Department of Homeland Security Deports 370,000 People in 2013

Posted on 02/19/14


The number of non-U.S. Citizens removed from the United States dropped in 2013 from the all-time high of nearly 410,000 in 2012. This number has meaning for people on both sides of the debate about immigration reform.

First, in pure number form, Homeland Security is deporting approximately 1,013 aliens per day. In very rare occasions, the government allows for a person accepting his or her voluntary return to purchase a plane ticket. But this is extremely rare. So, the government is spending millions and millions of dollars to deport people from the United States every year. If these people have children, the unforeseen costs of government support and health care continue to add up for the children left behind.

In a press release issued by Immigration and Customs Enforcement, the Acting Director of the Agency concedes that this number contains both criminal aliens and people with no criminal record in the United States. Why this number is still so high when policies have been adopted by the Department of Homeland Security to allow employees of DHS to exercise prosecutorial discretion is unclear. Other lesser known recent policy changes, including protection for parents of children born in the United States from deportation appear to have been all but ignored by DHS employees.

At the same time, the drop in deportations of nearly 50,000 immigrants from one year ago is concerning to those who feel that the President and DHS are beginning to stop enforcement of the nation’s immigration laws. This is an example of what the current Republican Party in Congress means when they feel that they cannot trust President Obama to enforce the nation’s immigration laws. Both parties agree for the need for increased border security and monitoring.

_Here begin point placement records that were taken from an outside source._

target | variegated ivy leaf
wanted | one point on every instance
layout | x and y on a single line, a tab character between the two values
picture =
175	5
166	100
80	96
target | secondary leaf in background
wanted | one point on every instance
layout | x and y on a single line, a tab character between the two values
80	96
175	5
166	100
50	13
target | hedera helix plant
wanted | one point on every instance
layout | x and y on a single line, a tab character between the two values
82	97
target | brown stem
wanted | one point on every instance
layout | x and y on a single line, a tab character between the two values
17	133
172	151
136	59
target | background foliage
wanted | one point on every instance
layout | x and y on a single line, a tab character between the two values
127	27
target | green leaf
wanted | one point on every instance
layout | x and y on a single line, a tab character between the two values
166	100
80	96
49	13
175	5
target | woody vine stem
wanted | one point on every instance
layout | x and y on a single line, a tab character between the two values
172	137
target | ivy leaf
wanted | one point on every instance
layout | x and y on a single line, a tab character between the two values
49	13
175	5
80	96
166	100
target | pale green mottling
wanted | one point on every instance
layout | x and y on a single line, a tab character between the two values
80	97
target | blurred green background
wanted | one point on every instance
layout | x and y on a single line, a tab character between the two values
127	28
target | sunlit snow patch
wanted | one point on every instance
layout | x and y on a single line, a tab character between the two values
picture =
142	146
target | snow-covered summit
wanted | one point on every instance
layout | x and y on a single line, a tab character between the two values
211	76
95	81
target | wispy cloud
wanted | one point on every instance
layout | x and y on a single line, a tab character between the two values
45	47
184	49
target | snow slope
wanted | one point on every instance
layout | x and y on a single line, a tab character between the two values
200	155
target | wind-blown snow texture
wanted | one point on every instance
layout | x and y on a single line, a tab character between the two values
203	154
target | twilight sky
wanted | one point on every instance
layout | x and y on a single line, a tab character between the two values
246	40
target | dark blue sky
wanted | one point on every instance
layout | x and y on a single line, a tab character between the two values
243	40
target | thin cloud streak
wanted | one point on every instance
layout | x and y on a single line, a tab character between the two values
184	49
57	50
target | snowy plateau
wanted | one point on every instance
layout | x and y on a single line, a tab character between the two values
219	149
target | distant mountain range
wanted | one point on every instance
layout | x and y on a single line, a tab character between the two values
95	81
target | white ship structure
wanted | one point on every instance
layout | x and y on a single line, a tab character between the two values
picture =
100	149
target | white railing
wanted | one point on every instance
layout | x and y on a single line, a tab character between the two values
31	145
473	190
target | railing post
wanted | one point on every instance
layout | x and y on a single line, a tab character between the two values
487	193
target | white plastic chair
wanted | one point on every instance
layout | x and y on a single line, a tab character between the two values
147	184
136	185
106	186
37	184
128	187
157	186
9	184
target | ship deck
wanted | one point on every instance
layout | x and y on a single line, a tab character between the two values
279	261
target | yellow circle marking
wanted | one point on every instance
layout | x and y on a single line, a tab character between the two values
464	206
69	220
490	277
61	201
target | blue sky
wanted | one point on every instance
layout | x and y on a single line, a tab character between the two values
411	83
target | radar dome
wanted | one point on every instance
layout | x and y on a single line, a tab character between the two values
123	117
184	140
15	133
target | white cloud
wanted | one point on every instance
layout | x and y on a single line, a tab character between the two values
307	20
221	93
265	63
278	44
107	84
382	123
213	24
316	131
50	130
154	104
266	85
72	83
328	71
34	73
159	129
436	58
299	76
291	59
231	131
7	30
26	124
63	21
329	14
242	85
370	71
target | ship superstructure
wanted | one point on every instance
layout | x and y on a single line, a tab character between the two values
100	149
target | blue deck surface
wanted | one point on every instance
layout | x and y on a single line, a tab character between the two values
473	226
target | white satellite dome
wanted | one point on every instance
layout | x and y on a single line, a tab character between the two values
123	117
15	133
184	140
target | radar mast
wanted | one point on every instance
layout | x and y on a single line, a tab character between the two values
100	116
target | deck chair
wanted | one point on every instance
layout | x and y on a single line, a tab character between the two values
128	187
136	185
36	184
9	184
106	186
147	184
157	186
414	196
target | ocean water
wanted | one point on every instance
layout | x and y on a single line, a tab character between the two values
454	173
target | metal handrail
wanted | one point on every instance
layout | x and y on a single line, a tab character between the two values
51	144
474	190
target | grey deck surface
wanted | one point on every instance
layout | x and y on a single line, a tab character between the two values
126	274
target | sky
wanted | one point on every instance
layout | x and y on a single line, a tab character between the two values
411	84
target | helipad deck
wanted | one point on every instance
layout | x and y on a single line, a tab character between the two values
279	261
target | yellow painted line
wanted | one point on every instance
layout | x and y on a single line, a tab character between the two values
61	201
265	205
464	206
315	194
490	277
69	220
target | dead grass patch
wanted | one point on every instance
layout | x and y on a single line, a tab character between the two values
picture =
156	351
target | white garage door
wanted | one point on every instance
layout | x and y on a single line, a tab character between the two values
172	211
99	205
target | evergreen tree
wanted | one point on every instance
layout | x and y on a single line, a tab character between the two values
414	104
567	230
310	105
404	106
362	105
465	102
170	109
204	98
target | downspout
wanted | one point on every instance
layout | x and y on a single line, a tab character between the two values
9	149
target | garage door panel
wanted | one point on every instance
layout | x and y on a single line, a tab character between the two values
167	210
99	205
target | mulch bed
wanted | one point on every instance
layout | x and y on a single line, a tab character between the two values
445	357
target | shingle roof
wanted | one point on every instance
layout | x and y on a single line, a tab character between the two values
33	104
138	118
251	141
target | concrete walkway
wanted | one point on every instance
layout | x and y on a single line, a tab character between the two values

A compelling argument has to do with the economic impact of immigration reform and the positive effect this reform could have on the economy when people are allowed to live and work legally and pay taxes. A large percentage of U.S. Citizen children of undocumented immigrants avail themselves government food stamps and state health insurance. Immigration reform could provide a way to have more families participate in the economy, pay sales tax, pay income taxes and rely less on government services in the future.